I ran the deviceQuery and got the following result

./deviceQuery Starting... 

 CUDA Device Query (Runtime API) version (CUDART static linking)

 Detected 1 CUDA Capable device(s)
 Device 0: "GeForce GTX 560 Ti"
 CUDA Driver Version / Runtime Version          5.0 / 5.0
 CUDA Capability Major/Minor version number:    2.1
 Total amount of global memory:                 1024 MBytes (1073283072 bytes)
 (8) Multiprocessors x ( 48) CUDA Cores/MP:    384 CUDA Cores
 GPU Clock rate:                                1701 MHz (1.70 GHz)
 Memory Clock rate:                             2052 Mhz
 Memory Bus Width:                              256-bit
 L2 Cache Size:                                 524288 bytes
 Max Texture Dimension Size (x,y,z)             1D=(65536), 2D=(65536,65535), 3D= (2048,2048,2048)    
 Max Layered Texture Size (dim) x layers        1D=(16384) x 2048, 2D=(16384,16384) x 2048
 Total amount of constant memory:               65536 bytes
 Total amount of shared memory per block:       49152 bytes
 Total number of registers available per block: 32768
 Warp size:                                     32
 Maximum number of threads per multiprocessor:  1536
 Maximum number of threads per block:           1024
 Maximum sizes of each dimension of a block:    1024 x 1024 x 64
 Maximum sizes of each dimension of a grid:     65535 x 65535 x 65535
 Maximum memory pitch:                          2147483647 bytes
 Texture alignment:                             512 bytes
 Concurrent copy and kernel execution:          Yes with 1 copy engine(s)
 Run time limit on kernels:                     Yes
 Integrated GPU sharing Host Memory:            No
 Support host page-locked memory mapping:       Yes
 Alignment requirement for Surfaces:            Yes
 Device has ECC support:                        Disabled
 Device supports Unified Addressing (UVA):      Yes
 Device PCI Bus ID / PCI location ID:           1 / 0
 Compute Mode:
 < Default (multiple host threads can use ::cudaSetDevice() with device simultaneously)  >

deviceQuery, CUDA Driver = CUDART, CUDA Driver Version = 5.0, CUDA Runtime Version = 5.0, NumDevs = 1, Device0 = GeForce GTX 560 Ti      

My understanding is that I can create maximum of 65535 x 65535 x 65535 blocks with 1024 threads per block. Does that I can have 65535 x 65535 x 65535 x 1024 threads of maximum ? If not what is the maximum number of threads I can have ?

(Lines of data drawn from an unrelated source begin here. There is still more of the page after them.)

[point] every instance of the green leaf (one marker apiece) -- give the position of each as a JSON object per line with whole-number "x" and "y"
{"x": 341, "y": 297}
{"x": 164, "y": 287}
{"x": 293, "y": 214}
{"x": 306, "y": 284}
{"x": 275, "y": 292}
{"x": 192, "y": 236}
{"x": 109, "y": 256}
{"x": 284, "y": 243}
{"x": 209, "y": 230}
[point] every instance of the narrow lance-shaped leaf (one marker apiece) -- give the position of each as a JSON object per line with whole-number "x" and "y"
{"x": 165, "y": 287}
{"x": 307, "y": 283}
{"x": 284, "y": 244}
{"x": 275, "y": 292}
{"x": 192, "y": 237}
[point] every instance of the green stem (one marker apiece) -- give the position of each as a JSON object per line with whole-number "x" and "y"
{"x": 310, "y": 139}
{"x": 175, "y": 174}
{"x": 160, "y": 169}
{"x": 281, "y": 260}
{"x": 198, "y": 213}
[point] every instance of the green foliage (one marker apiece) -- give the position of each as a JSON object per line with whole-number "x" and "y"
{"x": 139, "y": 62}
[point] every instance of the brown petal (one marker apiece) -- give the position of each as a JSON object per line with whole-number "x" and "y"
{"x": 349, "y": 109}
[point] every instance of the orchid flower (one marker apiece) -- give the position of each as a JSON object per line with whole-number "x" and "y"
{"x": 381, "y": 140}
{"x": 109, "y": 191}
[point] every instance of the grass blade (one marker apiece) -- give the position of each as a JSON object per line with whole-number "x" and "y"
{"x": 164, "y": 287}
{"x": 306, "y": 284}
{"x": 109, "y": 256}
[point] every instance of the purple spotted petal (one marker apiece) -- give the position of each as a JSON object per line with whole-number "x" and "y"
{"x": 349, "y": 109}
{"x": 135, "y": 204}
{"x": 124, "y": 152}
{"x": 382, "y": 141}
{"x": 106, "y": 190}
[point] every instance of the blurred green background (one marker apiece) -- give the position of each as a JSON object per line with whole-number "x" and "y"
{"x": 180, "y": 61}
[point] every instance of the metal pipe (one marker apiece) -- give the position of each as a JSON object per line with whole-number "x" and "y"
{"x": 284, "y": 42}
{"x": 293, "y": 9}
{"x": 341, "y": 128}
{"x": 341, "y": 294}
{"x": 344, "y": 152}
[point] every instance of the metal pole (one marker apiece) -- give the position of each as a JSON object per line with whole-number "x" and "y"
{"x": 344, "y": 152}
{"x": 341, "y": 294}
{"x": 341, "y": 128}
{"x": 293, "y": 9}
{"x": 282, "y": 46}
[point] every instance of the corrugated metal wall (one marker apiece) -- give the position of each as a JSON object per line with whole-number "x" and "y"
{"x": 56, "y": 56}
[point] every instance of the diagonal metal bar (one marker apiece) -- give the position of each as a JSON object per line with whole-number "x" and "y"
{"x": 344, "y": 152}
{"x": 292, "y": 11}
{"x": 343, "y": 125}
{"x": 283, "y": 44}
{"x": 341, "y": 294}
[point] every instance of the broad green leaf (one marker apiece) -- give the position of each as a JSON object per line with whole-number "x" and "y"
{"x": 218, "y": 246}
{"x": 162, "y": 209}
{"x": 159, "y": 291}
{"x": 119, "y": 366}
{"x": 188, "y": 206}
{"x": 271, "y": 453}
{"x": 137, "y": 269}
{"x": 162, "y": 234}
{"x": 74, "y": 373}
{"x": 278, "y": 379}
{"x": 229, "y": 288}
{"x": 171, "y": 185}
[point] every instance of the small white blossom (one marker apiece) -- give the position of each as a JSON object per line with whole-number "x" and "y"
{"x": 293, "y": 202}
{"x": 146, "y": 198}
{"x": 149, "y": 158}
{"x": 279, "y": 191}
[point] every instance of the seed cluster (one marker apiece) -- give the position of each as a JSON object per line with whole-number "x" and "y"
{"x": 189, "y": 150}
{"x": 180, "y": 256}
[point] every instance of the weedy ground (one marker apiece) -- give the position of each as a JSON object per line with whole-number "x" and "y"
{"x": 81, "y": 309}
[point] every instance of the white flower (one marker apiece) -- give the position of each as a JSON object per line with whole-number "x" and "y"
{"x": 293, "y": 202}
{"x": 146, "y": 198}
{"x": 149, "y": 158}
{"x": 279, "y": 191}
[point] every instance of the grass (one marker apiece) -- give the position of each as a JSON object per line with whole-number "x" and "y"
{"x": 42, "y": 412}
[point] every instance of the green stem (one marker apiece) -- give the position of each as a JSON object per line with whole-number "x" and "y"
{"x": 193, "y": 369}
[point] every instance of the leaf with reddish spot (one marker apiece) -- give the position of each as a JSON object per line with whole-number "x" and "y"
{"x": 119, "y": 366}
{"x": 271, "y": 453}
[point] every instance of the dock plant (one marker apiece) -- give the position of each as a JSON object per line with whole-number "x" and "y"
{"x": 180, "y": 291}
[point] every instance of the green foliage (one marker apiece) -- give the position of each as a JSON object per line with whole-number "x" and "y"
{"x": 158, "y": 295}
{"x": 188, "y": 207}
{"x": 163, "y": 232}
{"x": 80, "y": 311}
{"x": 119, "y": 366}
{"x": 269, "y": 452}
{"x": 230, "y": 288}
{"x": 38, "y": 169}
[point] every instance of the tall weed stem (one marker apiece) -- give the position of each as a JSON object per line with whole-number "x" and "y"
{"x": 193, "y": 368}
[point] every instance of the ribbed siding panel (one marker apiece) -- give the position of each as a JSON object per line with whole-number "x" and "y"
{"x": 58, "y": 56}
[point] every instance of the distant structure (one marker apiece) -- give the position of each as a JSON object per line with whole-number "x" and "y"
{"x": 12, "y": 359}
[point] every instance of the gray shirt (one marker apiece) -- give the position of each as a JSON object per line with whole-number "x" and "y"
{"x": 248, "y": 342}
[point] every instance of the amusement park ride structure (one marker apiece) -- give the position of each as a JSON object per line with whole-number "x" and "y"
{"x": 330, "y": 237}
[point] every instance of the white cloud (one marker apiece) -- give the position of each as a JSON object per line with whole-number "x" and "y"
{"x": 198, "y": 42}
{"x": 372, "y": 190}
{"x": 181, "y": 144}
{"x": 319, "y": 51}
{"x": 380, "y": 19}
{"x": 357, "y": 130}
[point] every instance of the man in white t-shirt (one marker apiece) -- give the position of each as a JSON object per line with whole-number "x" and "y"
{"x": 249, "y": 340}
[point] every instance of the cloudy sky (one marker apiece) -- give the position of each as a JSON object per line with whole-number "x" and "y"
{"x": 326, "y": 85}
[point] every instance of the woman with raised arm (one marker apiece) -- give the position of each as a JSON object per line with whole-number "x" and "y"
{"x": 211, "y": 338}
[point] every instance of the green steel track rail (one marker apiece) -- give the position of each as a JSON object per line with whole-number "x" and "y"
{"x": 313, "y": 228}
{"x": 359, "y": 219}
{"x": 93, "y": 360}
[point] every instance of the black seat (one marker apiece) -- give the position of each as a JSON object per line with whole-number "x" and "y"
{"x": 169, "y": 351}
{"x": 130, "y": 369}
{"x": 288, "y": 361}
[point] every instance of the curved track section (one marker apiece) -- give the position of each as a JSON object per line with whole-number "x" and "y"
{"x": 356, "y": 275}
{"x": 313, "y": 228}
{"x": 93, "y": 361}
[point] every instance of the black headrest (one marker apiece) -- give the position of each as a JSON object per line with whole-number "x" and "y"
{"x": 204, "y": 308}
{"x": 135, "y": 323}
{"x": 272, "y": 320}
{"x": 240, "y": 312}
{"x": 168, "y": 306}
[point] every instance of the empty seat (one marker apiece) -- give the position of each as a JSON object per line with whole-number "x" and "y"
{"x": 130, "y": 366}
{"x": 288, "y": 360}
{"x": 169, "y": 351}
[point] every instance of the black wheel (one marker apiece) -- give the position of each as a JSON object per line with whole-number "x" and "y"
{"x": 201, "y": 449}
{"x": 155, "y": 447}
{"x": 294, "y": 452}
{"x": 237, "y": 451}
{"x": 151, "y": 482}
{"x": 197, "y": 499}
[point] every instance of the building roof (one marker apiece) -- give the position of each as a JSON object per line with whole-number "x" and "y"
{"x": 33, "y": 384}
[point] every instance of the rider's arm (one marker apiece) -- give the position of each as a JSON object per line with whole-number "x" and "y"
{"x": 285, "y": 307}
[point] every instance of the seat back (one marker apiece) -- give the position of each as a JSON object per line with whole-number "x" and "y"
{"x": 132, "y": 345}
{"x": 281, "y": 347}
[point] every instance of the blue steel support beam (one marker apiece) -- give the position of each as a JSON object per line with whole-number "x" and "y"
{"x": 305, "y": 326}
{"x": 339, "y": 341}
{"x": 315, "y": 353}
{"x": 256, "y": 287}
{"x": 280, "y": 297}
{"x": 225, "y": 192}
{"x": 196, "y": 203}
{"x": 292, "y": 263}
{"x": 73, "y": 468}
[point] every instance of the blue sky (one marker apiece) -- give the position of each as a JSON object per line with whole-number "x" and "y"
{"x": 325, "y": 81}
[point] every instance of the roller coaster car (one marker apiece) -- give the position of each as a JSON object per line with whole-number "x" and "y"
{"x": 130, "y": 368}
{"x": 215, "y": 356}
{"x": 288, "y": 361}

Can anyone clarify this doubt ?


2 Answers


Your understanding is correct. You can launch 65535 x 65535 x 65535 x 1024 threads theoretically but due to resource constraints you may be not able to hit the maximum.


You can't just multiply all the maximum grid dimensions and assume that you can have that many threads, unfortunately. You have 8 MPs and a maximum number of threads per MP = 1536, so that makes 8 * 1536 = 12288 threads max.